The Canadian Trucking Alliance (CTA) is urging the federal government to push
the US administration to develop a joint border crisis management plan to respond to possible future terrorist attacks on the continent.
The Alliance says such a plan is necessary to keep low-risk traffic moving in the event of increased border security concerns.
“The warning issued (this week) by Attorney-General Ashcroft should make it plain to everyone that it’s not business as usual at the border. It also highlighted the need to put in place common strategies to ensure that the outrageous border delays that followed the September 11 attacks do not become part of our trade landscape. Although we saw remarkable solidarity and cooperation between Canadian and US authorities, post-September 11 we also saw a lot of improvisation as different jurisdictions scrambled to deal with an exceptional situation,” said David Bradley, chief executive officer of the Canadian Trucking Alliance.
The CTA says it first floated the idea of a Canada-US border crisis management plan in a letter to Prime Minister Chretien two weeks ago.
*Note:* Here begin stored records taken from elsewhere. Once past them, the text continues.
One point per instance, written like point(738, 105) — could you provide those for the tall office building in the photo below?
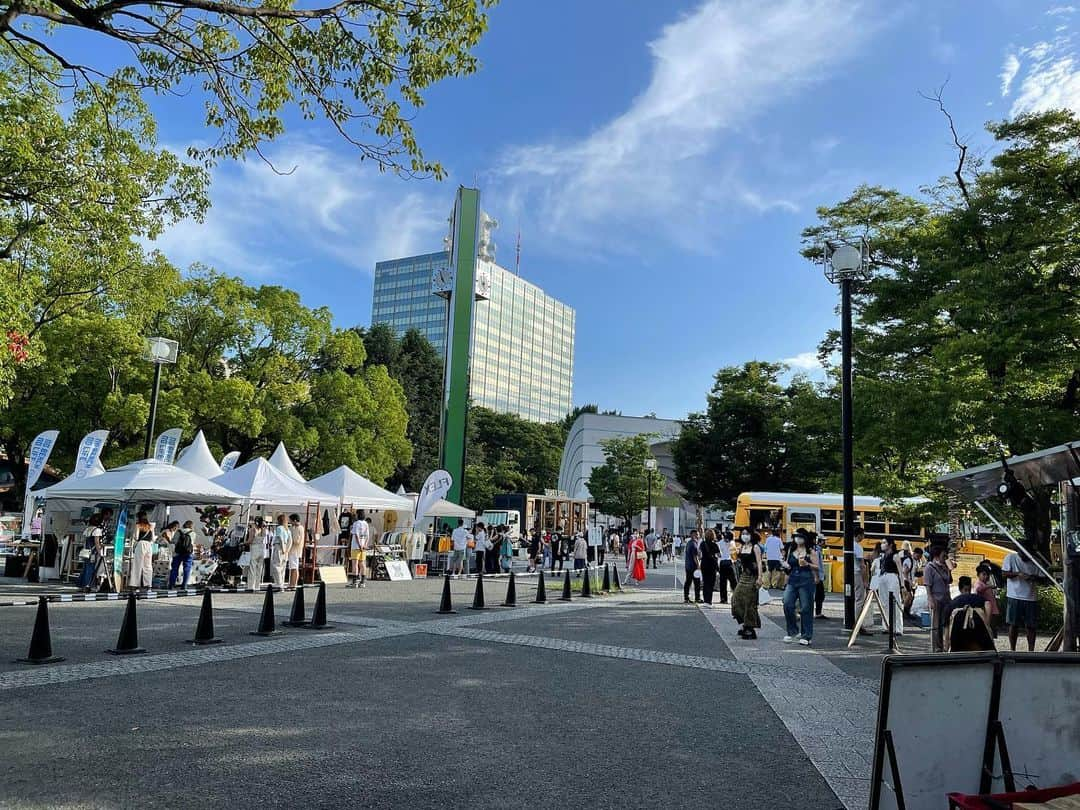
point(522, 359)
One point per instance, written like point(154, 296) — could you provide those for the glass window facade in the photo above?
point(522, 359)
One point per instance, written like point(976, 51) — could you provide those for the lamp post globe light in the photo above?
point(158, 351)
point(650, 464)
point(845, 264)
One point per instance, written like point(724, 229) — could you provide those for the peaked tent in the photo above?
point(347, 486)
point(142, 481)
point(259, 482)
point(197, 458)
point(282, 462)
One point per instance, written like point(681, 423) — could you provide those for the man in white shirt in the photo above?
point(459, 539)
point(1022, 605)
point(773, 558)
point(360, 538)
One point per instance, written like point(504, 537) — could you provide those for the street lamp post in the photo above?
point(650, 464)
point(845, 264)
point(159, 351)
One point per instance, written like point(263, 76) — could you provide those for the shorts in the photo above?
point(1022, 612)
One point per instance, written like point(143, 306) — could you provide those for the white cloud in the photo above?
point(1047, 76)
point(673, 156)
point(262, 223)
point(1009, 70)
point(804, 361)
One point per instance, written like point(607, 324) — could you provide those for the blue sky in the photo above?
point(660, 160)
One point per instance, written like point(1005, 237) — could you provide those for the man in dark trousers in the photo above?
point(692, 568)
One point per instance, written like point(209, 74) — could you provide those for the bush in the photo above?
point(1051, 610)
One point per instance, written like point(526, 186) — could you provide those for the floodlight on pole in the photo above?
point(158, 351)
point(844, 264)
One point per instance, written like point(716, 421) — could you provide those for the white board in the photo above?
point(929, 709)
point(1040, 716)
point(397, 570)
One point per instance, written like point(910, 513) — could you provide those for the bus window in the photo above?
point(829, 520)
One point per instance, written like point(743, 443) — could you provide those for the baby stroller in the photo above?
point(227, 570)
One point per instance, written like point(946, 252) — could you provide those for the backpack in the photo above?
point(185, 544)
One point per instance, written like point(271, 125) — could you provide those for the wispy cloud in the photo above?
point(659, 162)
point(1043, 76)
point(804, 361)
point(262, 225)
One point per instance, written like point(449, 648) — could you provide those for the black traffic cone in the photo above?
point(446, 606)
point(41, 642)
point(127, 642)
point(478, 594)
point(541, 592)
point(296, 615)
point(511, 599)
point(204, 630)
point(319, 615)
point(267, 626)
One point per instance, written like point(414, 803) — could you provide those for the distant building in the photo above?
point(584, 451)
point(522, 359)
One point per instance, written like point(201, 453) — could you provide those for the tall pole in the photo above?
point(153, 409)
point(849, 485)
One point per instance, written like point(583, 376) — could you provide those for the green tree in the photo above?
point(757, 433)
point(362, 65)
point(620, 485)
point(80, 193)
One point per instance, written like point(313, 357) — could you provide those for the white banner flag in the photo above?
point(436, 486)
point(41, 447)
point(167, 442)
point(230, 460)
point(90, 451)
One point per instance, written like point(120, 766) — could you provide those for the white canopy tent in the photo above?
point(197, 458)
point(140, 481)
point(258, 482)
point(349, 487)
point(281, 461)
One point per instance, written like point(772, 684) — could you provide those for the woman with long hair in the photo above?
point(800, 564)
point(636, 557)
point(744, 598)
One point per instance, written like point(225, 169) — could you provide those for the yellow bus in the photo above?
point(824, 514)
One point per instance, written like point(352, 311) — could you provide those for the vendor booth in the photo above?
point(352, 495)
point(147, 485)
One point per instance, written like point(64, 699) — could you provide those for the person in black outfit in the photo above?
point(710, 565)
point(692, 564)
point(726, 570)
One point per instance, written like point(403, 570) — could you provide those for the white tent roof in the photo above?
point(281, 461)
point(197, 458)
point(348, 486)
point(146, 481)
point(257, 481)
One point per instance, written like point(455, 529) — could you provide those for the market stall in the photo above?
point(148, 485)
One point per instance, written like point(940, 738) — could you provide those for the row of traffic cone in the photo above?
point(446, 603)
point(41, 645)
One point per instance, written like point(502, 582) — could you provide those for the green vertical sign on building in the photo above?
point(464, 233)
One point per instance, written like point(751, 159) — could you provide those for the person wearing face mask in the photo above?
point(800, 566)
point(888, 582)
point(744, 598)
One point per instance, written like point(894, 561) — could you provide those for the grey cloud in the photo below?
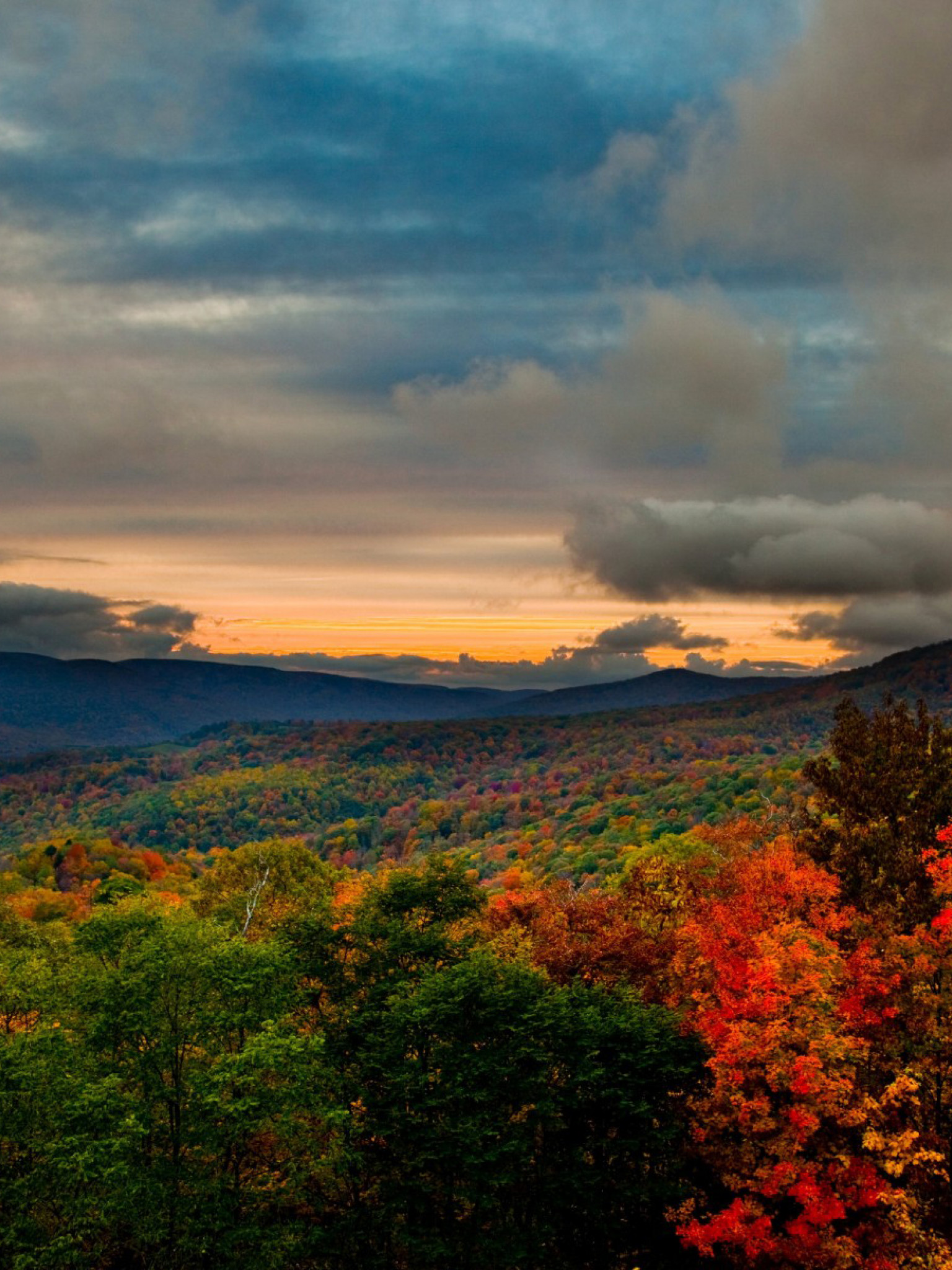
point(654, 630)
point(691, 383)
point(845, 151)
point(59, 623)
point(133, 76)
point(746, 667)
point(879, 625)
point(770, 546)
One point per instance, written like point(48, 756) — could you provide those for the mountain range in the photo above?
point(48, 704)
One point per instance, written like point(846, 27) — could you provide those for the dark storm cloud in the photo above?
point(655, 630)
point(870, 628)
point(765, 546)
point(844, 151)
point(70, 624)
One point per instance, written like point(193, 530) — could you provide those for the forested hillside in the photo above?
point(733, 1053)
point(513, 798)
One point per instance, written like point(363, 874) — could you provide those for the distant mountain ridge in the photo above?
point(669, 687)
point(48, 704)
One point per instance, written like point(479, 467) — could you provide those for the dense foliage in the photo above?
point(733, 1048)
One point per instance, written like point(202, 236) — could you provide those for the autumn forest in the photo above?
point(655, 990)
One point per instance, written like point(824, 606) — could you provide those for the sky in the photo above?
point(469, 342)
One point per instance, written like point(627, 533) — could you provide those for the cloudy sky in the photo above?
point(477, 340)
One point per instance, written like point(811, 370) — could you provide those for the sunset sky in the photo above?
point(477, 340)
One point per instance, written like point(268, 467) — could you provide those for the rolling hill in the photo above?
point(48, 704)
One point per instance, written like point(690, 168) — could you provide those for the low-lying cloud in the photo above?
point(876, 626)
point(844, 153)
point(74, 624)
point(616, 653)
point(765, 546)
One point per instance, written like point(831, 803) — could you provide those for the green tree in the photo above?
point(883, 791)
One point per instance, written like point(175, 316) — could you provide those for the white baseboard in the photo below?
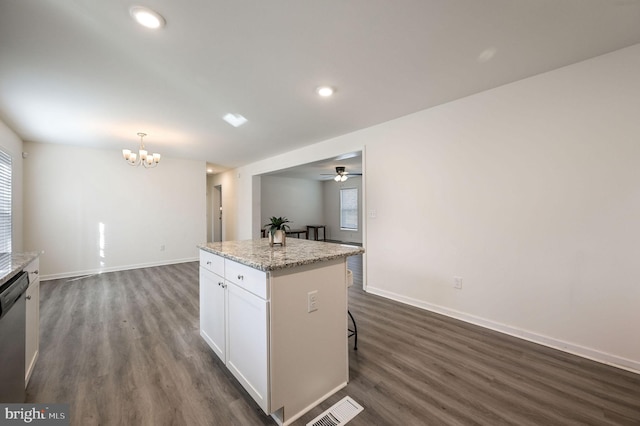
point(584, 352)
point(75, 274)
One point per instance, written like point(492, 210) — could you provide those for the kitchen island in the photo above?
point(277, 317)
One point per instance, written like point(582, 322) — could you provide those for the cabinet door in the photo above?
point(212, 311)
point(247, 351)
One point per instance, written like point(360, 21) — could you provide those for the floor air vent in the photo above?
point(339, 414)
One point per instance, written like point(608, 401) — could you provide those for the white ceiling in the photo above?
point(82, 72)
point(324, 169)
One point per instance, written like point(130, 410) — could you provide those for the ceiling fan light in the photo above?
point(325, 91)
point(147, 17)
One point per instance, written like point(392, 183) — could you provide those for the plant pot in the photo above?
point(278, 237)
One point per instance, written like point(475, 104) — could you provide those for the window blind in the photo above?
point(5, 202)
point(349, 209)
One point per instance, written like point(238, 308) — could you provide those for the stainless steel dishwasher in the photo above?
point(12, 338)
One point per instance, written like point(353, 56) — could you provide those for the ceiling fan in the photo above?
point(342, 174)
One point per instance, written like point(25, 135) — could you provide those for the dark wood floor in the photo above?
point(123, 348)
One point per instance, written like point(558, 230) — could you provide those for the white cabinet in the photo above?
point(234, 321)
point(247, 350)
point(32, 319)
point(213, 311)
point(287, 357)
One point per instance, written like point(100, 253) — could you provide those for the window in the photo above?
point(349, 209)
point(5, 202)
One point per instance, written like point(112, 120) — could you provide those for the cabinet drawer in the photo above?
point(248, 278)
point(212, 262)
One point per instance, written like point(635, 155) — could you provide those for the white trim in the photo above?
point(584, 352)
point(114, 269)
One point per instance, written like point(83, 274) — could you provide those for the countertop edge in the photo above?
point(266, 268)
point(21, 261)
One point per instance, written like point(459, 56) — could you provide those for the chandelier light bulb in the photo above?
point(142, 157)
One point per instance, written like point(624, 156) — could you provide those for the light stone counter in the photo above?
point(259, 255)
point(12, 263)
Development of this plan would involve all relevant authorities on either side of the border: provincial and state governments; municipalities and bridge and tunnel authorities as well as the Canadian federal government and US administration.
The Alliance says that in this heightened state of alert a hoax, or even a practical joke could cause the shutdown of some of Canada’s busiest ports as well as choke essential supplies for manufacturing plants on both sides of the 49th parallel.
“Our federal government must put this matter right next to its security agenda in term of priorities. Ottawa and Washington must immediately strike a working group that would begin fleshing out strategies designed to maximize the security of our border while maintaining its ability to process legitimate traffic in the event of a crisis situation,” said Bradley.
Such a plan, says the Alliance, could include real-time communications of border conditions to users, designation of commercial-only ports, redeployment of customs and immigration personnel, deployment of municipal and provincial police, land-border pre-clearance, and up-stream triage of commercial traffic.